MORGAN, Daniel1, BALCO, Greg2, CRIBB, Alison1, CRIBB, J. Warner3, DOANE, Tyler1, SAMS, Sarah E.4, FURBISH, David J.5 and ROERING, Joshua6, (1)Earth and Environmental Sciences, Vanderbilt University, Nashville, TN 37235, (2)Berkeley Geochronology Center, 2455 Ridge Road, Berkeley, CA 94709, (3)Geosciences, Middle Tennessee State Univ, PO Box 9, Murfreesboro, TN 37132, (4)Earth, Atmospheric, and Planetary Sciences, Purdue University, Lafayette, IN 47907, (5)Department of Earth and Environmental Sciences, Vanderbilt University, Nashville, TN 37235, (6)Department of Geological Sciences, University of Oregon, 1272 E. 13th Ave, Eugene, OR 97403-1272, dan.morgan@vanderbilt.edu

In this project, we demonstrate that cosmogenic neon-21 produced in quartz is effective in quantifying sedimentation rates in relatively young landforms with fairly high accumulation rates. On the east side of the Sierra Nevada in Bloody Canyon, CA, we dug a total of four soil pits at the toe of a Tahoe-aged moraine (c. 42-50 ka). From each pit, we collected a vertical series of bulk sediment samples. We purified quartz from these samples, and measured cosmogenic Ne-21 using noble gas mass spectrometry at the Berkeley Geochronology Center. The concentration of Ne-21 with depth in the soil pits depends on the amount of any Ne-21 inherited prior to deposition of the moraine, that which was accumulated during erosion and transport down the moraine, and the accumulation rate of sediment at the pit site. There is also a portion of Ne-21 that is created nucleogenically due to Uranium and Thorium in the quartz. We also measured Ne-21 from two pits dug at this site in 2005 for which we have Be-10 data. Comparing the Ne-21 concentrations to the Be-10 concentrations from these two older pits suggests that the nucleogenic portion of these measurements is 5-6 Matoms/gram-quartz. Preliminary results from the four pits dug in 2015 show that all four sites are accumulating sediment because the concentration of cosmogenic Ne-21 increases with depth at all four sites. Two pits do show profiles that could be vertically mixed, so these two accumulation rates are not well constrained. Preliminary analysis suggest that the sediment accumulation rates that best predict the measured concentrations of Ne-21 range between 5-20 cm/ka. The two pits measured along the same topographic contour show striking similar rates, and the three pits along a topographic profile show increasing accumulation rates downslope, which is expected for their locations.
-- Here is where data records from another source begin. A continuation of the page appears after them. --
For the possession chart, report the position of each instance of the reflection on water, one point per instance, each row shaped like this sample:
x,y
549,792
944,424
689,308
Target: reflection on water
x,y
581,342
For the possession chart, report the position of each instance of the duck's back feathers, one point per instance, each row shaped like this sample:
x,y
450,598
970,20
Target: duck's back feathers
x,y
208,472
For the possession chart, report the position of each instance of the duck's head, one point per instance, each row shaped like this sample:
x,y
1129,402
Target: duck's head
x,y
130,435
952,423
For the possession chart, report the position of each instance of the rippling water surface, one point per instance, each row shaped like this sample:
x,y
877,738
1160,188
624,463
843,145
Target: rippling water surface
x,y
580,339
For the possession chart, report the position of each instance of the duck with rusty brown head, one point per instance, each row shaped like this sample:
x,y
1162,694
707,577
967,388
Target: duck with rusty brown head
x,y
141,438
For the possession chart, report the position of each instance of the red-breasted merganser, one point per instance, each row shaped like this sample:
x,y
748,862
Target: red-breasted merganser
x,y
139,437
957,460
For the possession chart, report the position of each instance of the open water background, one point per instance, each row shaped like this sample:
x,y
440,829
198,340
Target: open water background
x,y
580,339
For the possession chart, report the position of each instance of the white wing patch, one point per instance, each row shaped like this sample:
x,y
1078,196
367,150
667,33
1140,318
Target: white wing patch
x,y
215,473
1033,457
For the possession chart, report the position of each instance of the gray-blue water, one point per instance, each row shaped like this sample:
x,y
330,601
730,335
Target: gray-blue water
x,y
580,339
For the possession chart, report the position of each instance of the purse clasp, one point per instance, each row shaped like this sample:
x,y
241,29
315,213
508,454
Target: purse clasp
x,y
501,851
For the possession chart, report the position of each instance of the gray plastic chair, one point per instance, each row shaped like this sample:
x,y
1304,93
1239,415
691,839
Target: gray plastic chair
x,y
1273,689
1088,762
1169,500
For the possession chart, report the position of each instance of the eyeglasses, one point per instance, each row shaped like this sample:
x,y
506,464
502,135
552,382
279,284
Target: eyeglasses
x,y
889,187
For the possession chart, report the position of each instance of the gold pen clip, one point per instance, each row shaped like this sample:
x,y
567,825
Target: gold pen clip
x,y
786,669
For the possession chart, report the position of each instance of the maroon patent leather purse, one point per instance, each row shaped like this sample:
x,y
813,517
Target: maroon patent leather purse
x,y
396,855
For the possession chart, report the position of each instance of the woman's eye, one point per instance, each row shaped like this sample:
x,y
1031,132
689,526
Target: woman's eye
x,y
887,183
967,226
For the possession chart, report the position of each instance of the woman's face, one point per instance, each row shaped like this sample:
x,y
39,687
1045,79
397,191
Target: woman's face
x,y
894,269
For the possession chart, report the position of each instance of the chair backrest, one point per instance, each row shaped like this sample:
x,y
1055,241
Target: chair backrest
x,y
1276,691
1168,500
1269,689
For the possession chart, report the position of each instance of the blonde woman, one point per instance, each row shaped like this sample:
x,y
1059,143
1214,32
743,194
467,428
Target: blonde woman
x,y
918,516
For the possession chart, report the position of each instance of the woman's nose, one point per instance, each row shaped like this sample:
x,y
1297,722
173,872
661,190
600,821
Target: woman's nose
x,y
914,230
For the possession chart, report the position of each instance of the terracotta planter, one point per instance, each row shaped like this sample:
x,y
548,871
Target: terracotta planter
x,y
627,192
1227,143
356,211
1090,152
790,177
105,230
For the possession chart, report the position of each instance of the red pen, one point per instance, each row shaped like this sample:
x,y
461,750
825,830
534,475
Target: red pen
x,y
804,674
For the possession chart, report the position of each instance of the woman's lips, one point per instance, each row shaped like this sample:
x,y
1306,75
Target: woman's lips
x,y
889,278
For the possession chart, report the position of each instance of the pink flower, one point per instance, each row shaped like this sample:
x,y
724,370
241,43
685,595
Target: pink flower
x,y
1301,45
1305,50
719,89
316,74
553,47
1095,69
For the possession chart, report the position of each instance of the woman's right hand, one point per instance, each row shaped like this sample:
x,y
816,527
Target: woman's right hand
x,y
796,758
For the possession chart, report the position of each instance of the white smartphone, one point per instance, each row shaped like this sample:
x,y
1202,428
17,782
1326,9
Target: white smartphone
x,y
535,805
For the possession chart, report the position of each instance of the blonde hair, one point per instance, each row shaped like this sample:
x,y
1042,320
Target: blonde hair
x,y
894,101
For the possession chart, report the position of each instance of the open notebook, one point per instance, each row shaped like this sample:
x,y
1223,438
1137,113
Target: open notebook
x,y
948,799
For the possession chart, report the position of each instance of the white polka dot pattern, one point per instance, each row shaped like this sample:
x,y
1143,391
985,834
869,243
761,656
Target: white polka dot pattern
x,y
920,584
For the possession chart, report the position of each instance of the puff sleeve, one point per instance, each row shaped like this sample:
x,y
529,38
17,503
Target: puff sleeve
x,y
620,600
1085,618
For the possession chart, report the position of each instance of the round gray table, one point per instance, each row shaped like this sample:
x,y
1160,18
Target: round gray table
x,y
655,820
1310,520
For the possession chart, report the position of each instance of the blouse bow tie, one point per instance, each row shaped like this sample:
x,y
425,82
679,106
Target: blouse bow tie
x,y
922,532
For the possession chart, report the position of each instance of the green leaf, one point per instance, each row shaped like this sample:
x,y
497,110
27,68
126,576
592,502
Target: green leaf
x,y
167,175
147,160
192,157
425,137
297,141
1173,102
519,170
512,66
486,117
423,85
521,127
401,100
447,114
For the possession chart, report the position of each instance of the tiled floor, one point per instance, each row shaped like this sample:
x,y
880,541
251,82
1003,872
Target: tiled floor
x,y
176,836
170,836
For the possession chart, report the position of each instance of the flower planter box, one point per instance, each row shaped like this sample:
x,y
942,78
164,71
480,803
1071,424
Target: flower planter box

Our measurements of Ne-21 will be compared to model predictions for local and nonlocal sediment transport process, which predict varying rates of landscape evolution. These results demonstrate the effectiveness of cosmogenic Ne-21 as a tracer for determining sedimentation rates, which is useful because this isotope is both less expensive and requires less sample preparation than techniques that utilize cosmogenic isotopes like Be-10, Al-26, or Cl-36.